I am very sorry for the loss of your son, Brian Benjamin.
Please know that we welcome you here. You are needed and wanted; and you are very loved...as is Brian.

Yes, the fineral home gave us a really nice one for our daughter, Grace. She died March 26, 2004. She was born full term, died 6 hours later.

There is a website that sells all these kind of items. Oh and for the life of my I cannot remember the name. Let me go searching and I will post later, OK?

Love, Peace and Healing to you Mama...


----------



## snugglebutter (Mar 19, 2003)

I'm very sorry to hear about Brian.

At my daughter Kira's funeral we had white cardstock out for people to write letters to her. These will be put in her scrapbook that I plan to make at some point in the future.

Take gentle care of yourself. I'm so sorry your baby isn't in your arms right now.


----------



## taradt (Jun 10, 2003)

for you and Brian

talk with your funeral home, they are usually pretty good about thinking of all the *extras* and i know for us it was all free of charge as well.
there is also a website out there (can't remember it off hand) that has babybooks and birth certificates for still born babies.

take extra care of yourself right now and feel free to tell us about Brian, we are good listenners

tara


----------



## warriorprincess (Nov 19, 2001)

We decided not to have funeral home services. We are going throught the church. Normaly they provide books but none are specific to such a young loss.

I know I will be coming back here to work on the healing.


----------



## HaveWool~Will Felt (Apr 26, 2004)

www.aplacetoremember.com

This is the website that has lots of products for funerals.
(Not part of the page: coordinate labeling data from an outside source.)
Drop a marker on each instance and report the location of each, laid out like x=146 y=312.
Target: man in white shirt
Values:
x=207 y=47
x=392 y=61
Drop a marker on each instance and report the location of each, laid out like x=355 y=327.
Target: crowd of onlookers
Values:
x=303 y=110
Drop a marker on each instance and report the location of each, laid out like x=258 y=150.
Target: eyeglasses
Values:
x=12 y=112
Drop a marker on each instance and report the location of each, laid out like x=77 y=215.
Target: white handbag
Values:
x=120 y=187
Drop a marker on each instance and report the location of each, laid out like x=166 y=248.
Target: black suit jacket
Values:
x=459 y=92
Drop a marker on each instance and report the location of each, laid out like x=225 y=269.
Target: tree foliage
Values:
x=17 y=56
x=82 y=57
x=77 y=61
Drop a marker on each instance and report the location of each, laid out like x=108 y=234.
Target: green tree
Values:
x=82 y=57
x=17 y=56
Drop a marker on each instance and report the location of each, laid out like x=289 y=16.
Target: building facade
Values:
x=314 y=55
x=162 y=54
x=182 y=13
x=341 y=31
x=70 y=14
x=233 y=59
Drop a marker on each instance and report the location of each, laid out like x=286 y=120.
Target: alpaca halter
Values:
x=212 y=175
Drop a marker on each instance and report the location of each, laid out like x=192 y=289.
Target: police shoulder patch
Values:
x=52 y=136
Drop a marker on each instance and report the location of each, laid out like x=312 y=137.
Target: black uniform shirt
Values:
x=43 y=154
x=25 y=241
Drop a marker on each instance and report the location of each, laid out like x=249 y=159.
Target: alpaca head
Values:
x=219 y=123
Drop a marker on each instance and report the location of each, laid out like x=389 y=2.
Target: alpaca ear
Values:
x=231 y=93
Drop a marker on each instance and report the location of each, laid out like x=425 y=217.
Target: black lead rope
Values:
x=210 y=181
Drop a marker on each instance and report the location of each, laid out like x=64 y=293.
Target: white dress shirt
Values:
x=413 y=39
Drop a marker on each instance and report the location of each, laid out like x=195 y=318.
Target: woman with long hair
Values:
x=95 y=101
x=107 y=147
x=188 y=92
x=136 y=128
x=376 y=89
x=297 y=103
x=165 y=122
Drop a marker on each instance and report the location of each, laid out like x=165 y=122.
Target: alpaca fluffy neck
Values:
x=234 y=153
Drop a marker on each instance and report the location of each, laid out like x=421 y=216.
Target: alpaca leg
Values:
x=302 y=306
They also have several other items.
I have ordered from them and been very happy with their service and products.

Hope this helps mama...


----------



## aswbarry (Jan 31, 2005)

I am so sorry for your loss. My daughter Adelaide Grace was stillborn on November 28, 2004. For her service we also went through a church and had to get our own guest book. We went to a scrapbook store and bought a small archival quality book and pen to make sure it would never fade. A Place To Remember also has a lot of that kind of stuff. Take care.
Angela


----------



## iris0110 (Aug 26, 2003)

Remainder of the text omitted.